Monday, March 29, 2010

The judge delivered his instructions to the jury

Selecting the winner of The Harper's Pen Award is no easy task. Now that I come down to it, each of these eight stories are worthy, and my final selection, when it comes, will probably be a matter of personal taste.

Nevertheless, I thought I would outline here my thoughts about heroic fantasy and what makes for a good sword-and-sorcery story. These are the categories and what I am looking for in each:

Story hook - This is the first five paragraphs or so, in which the author grabs and holds the attention of the reader. None of the finalists would have reached the finals without a solid story hook.

Adventure hook - Different than the story hook, the adventure hook is what draws the characters into the plot and keeps them (were they not characters in the story) from walking away.

Believable, interesting setting - The setting must feel real even if it is utterly alien. It must have at least three dimensions, unless there is a good reason to have more or fewer. It must obey the laws of physics, unless there is a good reason not to. Even better if the setting is almost a character within the story, if it plays a vital role in the actions and decisions of the characters and serves as more than static backdrop to the play.

Interesting is subjective, but I don't put a lot of emphasis on settings that are entirely undreamt of. In selecting the stories for this award, I read pages and pages of chimerical worlds and heroes cobbled-together from things and ideas that have never been cobbled together before, all in some vain quest to come up with something entirely new.  Humans have been telling stories for a hundred thousand years, and most of those stories have been set in worlds intimately familiar to both the storyteller and the audience. The best new recipes are not born from never-before-tasted ingredients, they are concocted from the same ingredients put together in interesting new ways. As a reader, I am not often bedazzled by shiny things.

Engaging characters - Storytelling tells the story of people. Heroes are just people - flawed, imperfect, prone to mistakes. What makes them heroic is what they do despite their imperfections and how they go about fixing their mistakes. Neither perfect heroes nor perfect villains are interesting or believable. But what makes a character engaging is how he or she connects with the reader, and every reader is different.

Monsters - Human or otherwise, there must be monsters in heroic fantasy and sword-and-sorcery. Huge, queer hulking beasts or dainty, sprite-winged creatures, they must be more than an afterthought. They are the foil and the fodder of the hero, obstacles in the path to the big boss. Or they are unlooked-for allies and fonts of arcane knowledge to be found nowhere else. Or perhaps they are both. But there must be monsters here.

Mayhem - This is the sword in sword-and-sorcery - a hefty dollop of pulse-pounding, teeth-gritting action. People finding fairies in their cupboards might be fantasy, but it isn't heroic fantasy. Sooner or later they must draw swords and enter the fray.

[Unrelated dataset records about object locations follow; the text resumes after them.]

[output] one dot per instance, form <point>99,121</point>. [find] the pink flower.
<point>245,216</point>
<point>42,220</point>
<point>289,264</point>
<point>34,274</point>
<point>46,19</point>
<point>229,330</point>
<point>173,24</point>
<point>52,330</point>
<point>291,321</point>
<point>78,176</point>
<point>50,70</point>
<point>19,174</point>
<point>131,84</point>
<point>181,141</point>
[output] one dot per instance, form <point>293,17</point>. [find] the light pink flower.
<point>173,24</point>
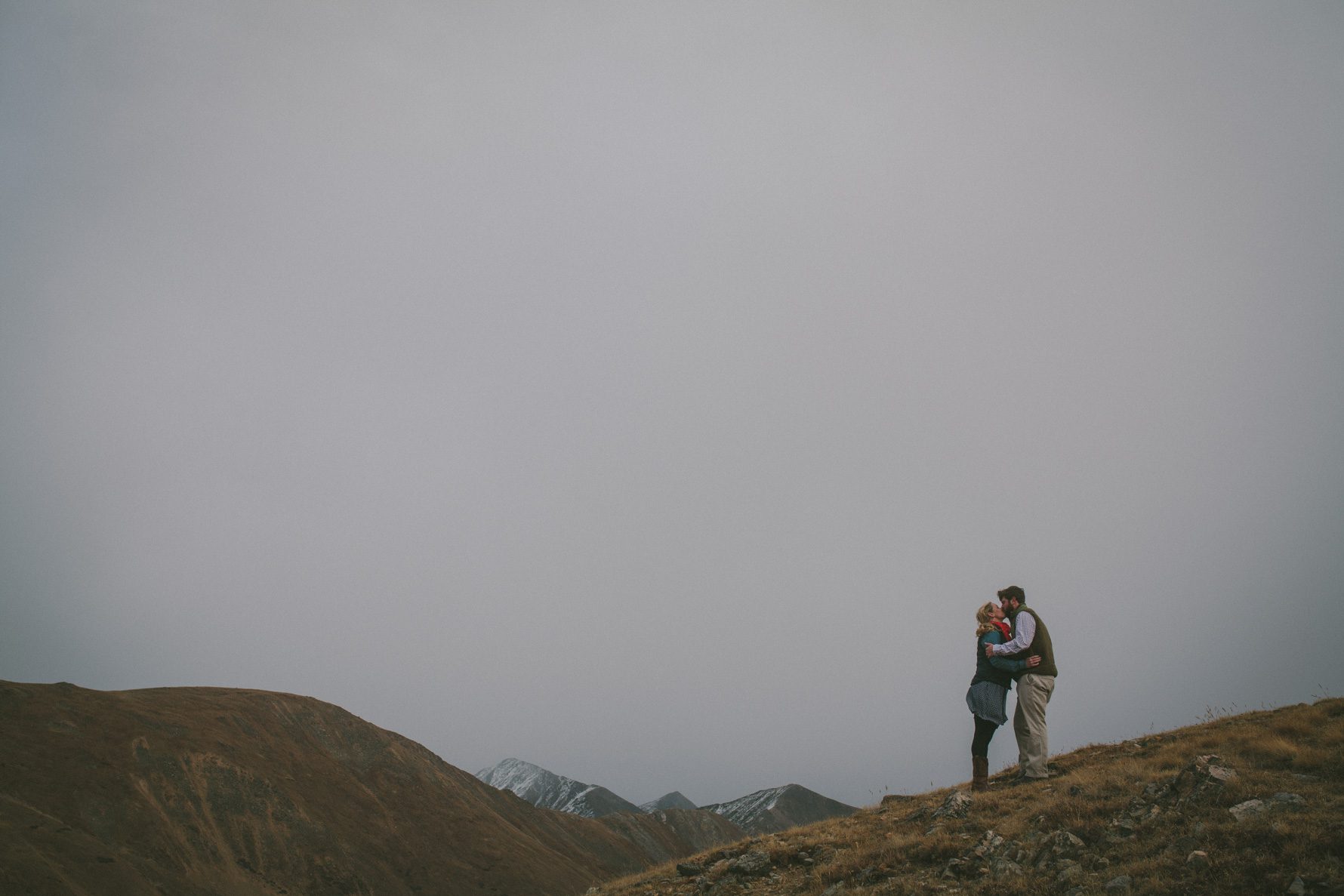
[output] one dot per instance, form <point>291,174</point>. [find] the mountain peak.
<point>668,801</point>
<point>549,790</point>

Magic - Which is the sorcery part of the equation. Without magic, it's adventure fiction. I'm looking for a strong magical element which plays an important role in the action and resolution of the story.

Catharsis - Consequences that matter. The story delivers a strong emotional impact, both to the characters and to the reader, if the reader cares about the characters at all.

Satisfying end - I'm looking for a believable, complete, though not necessarily tidy ending. The villain may escape, the hero may fail, but in failing achieve some other, more desirable end, bringing the story to a satisfying close.

Storytelling voice - Vitality of delivery. This is the most difficult aspect to explain, but it's what makes a good story into a great story. The same tale, told by two different authors, can be entirely different based on nothing more than the life the storyteller breaths into the tale. Some people are just good at telling jokes, and some people are born storytellers. The best ones are able to draw upon a depth of personal experience and a profound understanding of the human puzzle. But defining it is difficult. You know it when you see it. They have a spark, a vitality that other people, telling the same story, don't.

I will announce the winner of the award by Wednesday, March 31, after which I will post why I chose that story and how the finalists fared in each of the above categories.


  1. Excellent categories and explanations Jeff. I concur on all the above and look forward with interest to your posts evaluating each finalist.

  2. Great explanation - it's a good list of strengths needed in a story. Thanks!

  3. This award is a great idea. Can't wait to see the results!